The key, a historical symbol used by the Palestinian people to represent their diaspora from 1948 to today, is the title Rakan Mayasi gave to his short film presented at the 29th Medfilm Festival. The celebration of Middle Eastern cinema ended on Sunday, November 19 in Rome.
In a twist on the home invasion genre, Mayasi’s drama, adapted from a short story by Anwar Hamed, sees an Israeli family tormented by a mysterious and disturbing sound that slowly reveals itself to the audience like the sound of a key in a lock. It’s as if someone outside, who has the key to the house, is trying to return. It is a clear political metaphor, especially for those who, like director Mayasi, are among the more than seven million Palestinians living in the diaspora.
Mayasi spoke The Hollywood reporter Roma about The key and the role of Palestinian cinema in the aftermath of the October 7 Hamas attacks and the ongoing war in Gaza.
In The key, your perspective as a director is Palestinian, but the characters are Israeli. Where does this choice of perspective come from?
The characters responding to the sound are Israelis, but the real protagonist is invisible. And it is the sound behind the door, the sound of the key in the lock: the right of Palestinians to return home. I felt very inspired by this aspect of the story, as its elements are a means of playing with sound and image.
Your short film is based on the short story of the same name by Anwar Hamed. What attracted you to this topic?
I was already working on a science fiction short film when I came across this story and was fascinated by it. Many things caught my attention, including the fantasy thriller genre, the Palestinian perspective on Israeli characters, the fact that the off-screen sound is the driving dynamic of the story, the subtlety of the entire plot, and most importantly, the main message. . The right of Palestinians to return home to their land is told in a new and creative way. All these elements convinced me to immediately contact Anwar Hamed to adjust his text. It’s a daring story that I wanted to turn into a daring short film.
The violence in the short film is implied but not shown; at most it can be heard in the sound of gunshots. What were your aesthetic references in its construction?
It was in the original story. Guns are widespread in Israeli society, so it is not a surprising element. The violence in the story and in the film builds up gradually, in accordance with the dramatic need for increasing tension.
Given that The key belongs to a subgenre of horror, that of the home invasion, which is often linked to political themes. Was the aesthetic of the film guided by the nature of its message?

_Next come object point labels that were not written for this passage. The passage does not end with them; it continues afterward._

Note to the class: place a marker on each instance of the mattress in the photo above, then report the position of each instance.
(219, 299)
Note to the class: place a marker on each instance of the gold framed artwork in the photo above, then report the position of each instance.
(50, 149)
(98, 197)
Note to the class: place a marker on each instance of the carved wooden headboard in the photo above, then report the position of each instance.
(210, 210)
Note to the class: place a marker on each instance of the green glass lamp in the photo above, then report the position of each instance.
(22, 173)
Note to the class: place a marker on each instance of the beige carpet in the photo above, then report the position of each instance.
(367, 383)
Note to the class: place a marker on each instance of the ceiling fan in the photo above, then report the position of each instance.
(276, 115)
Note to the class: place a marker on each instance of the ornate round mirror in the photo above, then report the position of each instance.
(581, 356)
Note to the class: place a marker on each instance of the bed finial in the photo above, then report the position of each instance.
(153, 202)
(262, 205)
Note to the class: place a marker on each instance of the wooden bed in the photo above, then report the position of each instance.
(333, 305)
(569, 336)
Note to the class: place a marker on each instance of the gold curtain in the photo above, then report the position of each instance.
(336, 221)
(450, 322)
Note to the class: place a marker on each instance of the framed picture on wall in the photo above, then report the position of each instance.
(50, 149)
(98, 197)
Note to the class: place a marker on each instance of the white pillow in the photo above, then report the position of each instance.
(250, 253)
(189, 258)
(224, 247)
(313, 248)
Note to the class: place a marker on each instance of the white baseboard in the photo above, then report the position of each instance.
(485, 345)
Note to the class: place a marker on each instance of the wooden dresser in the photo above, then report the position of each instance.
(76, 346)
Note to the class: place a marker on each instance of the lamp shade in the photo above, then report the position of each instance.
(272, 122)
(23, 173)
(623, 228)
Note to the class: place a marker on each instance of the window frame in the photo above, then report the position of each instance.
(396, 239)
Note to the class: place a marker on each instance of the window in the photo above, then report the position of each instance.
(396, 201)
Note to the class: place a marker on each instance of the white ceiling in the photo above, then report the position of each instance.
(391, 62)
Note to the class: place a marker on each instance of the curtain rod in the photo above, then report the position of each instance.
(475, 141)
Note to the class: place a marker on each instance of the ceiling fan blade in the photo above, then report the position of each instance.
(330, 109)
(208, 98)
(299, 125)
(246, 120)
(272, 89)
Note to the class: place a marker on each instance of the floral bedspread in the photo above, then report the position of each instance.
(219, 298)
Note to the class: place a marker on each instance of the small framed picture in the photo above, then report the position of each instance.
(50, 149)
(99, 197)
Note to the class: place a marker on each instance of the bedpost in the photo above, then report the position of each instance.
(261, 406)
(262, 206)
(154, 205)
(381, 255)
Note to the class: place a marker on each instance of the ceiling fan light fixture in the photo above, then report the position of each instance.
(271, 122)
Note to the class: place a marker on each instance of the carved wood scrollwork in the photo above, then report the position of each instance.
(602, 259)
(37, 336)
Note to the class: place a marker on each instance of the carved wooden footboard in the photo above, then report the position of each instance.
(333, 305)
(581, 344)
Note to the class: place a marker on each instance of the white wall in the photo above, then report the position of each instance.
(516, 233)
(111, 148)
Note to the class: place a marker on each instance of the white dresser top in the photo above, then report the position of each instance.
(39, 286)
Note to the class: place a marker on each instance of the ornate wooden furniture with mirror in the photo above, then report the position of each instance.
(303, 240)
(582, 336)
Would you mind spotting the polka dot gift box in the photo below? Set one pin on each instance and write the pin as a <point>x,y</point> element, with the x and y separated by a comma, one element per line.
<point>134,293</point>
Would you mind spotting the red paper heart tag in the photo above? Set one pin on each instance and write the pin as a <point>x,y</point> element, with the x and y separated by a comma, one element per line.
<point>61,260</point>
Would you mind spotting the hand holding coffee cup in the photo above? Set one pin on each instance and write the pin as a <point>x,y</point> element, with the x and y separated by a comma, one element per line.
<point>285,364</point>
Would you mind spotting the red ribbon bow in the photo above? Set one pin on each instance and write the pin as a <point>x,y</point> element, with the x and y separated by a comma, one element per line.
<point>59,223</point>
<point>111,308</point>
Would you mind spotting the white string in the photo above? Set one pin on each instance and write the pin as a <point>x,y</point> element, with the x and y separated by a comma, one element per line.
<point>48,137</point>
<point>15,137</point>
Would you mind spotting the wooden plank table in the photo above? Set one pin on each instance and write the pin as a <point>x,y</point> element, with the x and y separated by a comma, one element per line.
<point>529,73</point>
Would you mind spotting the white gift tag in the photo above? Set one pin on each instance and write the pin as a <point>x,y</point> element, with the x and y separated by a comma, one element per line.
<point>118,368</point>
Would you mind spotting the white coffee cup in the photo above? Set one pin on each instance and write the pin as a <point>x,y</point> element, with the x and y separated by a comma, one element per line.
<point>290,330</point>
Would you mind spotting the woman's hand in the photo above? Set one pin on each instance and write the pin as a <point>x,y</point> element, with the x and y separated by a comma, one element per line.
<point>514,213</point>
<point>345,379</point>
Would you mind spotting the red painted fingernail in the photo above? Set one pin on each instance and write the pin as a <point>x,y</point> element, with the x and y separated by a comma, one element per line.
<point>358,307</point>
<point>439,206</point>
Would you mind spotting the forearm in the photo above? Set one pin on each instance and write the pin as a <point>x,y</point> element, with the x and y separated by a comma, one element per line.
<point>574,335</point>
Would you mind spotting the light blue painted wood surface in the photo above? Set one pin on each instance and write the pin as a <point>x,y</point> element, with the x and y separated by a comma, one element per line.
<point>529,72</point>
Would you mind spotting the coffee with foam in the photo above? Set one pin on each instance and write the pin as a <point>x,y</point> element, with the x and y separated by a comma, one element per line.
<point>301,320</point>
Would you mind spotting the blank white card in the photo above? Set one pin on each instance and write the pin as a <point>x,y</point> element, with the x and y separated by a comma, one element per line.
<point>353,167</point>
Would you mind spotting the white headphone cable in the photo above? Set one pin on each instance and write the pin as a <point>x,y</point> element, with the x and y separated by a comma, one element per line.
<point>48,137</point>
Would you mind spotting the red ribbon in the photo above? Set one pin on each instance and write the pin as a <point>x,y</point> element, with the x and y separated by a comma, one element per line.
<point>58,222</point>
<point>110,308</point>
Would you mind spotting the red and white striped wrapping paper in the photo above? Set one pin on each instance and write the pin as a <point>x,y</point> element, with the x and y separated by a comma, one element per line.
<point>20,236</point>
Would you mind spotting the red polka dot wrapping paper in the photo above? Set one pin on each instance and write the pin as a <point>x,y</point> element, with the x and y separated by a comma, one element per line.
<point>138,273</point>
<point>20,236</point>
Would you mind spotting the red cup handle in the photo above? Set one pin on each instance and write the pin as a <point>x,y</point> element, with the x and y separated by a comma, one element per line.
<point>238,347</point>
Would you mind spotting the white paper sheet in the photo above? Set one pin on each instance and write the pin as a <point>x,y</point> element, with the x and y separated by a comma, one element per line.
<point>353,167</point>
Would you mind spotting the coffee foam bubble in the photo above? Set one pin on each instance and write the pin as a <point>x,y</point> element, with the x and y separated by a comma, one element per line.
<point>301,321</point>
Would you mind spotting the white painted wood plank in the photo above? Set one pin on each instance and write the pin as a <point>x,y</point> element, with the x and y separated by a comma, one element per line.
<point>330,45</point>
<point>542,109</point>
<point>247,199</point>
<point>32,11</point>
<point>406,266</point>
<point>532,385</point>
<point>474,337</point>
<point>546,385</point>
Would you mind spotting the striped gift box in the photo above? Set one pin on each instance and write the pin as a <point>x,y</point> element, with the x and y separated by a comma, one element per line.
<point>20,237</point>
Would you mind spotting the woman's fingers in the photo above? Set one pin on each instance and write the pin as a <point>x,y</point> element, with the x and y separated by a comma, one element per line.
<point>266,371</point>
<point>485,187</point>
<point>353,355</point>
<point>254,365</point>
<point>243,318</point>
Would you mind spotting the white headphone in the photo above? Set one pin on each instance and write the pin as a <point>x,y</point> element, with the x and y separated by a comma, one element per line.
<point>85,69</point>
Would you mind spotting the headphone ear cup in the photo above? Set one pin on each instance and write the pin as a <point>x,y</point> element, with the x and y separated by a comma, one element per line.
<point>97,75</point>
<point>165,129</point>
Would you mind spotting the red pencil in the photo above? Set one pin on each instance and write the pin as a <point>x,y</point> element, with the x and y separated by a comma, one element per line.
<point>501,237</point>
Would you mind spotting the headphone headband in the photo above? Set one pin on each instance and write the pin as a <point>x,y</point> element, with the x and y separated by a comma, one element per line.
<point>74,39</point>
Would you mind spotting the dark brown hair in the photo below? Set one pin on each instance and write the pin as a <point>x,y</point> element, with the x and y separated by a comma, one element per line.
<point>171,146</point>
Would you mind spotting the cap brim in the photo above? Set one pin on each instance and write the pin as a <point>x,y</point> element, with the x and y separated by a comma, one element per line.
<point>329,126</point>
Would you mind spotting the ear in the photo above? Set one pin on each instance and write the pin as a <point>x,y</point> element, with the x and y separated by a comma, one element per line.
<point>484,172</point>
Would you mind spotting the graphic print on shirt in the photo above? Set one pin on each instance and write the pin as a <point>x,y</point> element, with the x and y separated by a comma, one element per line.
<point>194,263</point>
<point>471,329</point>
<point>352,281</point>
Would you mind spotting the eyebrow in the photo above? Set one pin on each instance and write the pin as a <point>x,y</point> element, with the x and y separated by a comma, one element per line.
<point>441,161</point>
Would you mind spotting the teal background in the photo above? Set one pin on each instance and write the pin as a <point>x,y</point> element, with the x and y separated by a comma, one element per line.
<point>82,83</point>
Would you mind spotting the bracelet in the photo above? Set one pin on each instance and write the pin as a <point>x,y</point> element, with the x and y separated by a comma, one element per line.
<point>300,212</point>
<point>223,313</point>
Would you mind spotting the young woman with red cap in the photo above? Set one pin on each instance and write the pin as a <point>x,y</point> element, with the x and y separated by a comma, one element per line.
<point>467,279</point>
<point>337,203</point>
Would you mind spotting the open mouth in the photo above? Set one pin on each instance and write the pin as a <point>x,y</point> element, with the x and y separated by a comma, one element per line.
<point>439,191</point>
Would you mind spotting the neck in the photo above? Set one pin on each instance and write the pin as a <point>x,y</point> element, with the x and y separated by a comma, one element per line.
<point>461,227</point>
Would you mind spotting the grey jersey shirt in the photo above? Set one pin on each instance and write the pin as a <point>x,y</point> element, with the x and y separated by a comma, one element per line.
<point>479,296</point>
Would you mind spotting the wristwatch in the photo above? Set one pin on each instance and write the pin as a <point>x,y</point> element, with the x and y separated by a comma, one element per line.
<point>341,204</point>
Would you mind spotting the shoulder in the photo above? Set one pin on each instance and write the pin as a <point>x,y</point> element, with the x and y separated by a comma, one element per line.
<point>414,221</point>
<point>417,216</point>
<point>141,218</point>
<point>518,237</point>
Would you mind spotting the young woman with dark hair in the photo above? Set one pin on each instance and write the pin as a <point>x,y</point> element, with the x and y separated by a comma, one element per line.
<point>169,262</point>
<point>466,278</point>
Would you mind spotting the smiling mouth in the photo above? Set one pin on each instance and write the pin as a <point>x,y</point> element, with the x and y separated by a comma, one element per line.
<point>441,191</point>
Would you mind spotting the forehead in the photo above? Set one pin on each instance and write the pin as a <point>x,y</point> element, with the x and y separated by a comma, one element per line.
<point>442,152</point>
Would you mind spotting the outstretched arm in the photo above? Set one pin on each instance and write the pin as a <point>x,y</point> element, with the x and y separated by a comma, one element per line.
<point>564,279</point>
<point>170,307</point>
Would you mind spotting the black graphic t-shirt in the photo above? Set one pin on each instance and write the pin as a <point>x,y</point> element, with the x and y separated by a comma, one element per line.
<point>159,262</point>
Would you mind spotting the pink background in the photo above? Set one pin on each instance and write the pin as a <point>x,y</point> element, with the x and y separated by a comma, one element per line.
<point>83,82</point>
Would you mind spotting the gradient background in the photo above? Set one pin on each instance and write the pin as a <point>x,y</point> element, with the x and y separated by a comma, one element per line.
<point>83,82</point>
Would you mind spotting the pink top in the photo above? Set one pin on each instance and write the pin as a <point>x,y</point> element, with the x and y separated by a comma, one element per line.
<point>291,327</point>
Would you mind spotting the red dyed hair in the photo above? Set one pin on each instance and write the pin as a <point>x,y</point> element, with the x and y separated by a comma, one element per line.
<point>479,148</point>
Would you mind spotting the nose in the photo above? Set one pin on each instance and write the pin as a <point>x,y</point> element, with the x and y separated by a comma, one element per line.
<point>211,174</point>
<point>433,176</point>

For me and the other seven million Palestinians in the diaspora, Israel will not allow us to return to our land. There seems to be a deep fear of our return. So I wouldn’t call it a home invasion, but rather a return of the original residents. The very idea of putting a key in the lock, turning it and attempting to open a passage is an act of return, not an invasion. There is no violence upon returning home. On the contrary, it is a way to enter the consciousness of the settlers. Let us not forget that the key is already a historic Palestinian symbol, the symbol of a right we have been claiming since 1948.
The Israeli family uses sedatives to try to sleep and ignore the sound of the key. It’s another powerful metaphor.
One of the main themes of the film has been forgotten. Israeli society has no memory of the suffering and rights of Palestinians. This is also called the plot of The key unfolds. The sedatives are added to reinforce this idea, as the sound of the night tears through the unconscious conscience.
As a Palestinian director, do you think anything has changed since October 7 in the way you can express your experiences?
The priority now is the ceasefire. I and all the Palestinians I know have been so emotionally and mentally immersed in what has happened since October 7 that I have not had a chance to think about it. Certainly, the voice of Palestine has not been given space to be heard in the mainstream media for a long time. And we fear that even in independent spaces, on artistic platforms and at festivals, this voice will be silenced, censored or deprived of the right to speak in public and in institutional contexts. I hope that doesn’t happen. On the other hand, there seems to be more awareness. More and more people are interested in the Palestinian cause, interested in supporting our rights.
What do you think is the role of cinema in telling the story of Palestine and Palestinians today?
Film is powerful. It transcends many arts as it delivers a stronger and more complete audiovisual experience. Movies are made to last, and cinema has the ability to capture our present for the future. We Palestinians are no exception in this regard. There are very important Palestinian films that have given our voice to the world, because cinema is not a news item on television. It is much more metaphysical and certainly has a greater creative and emotional impact.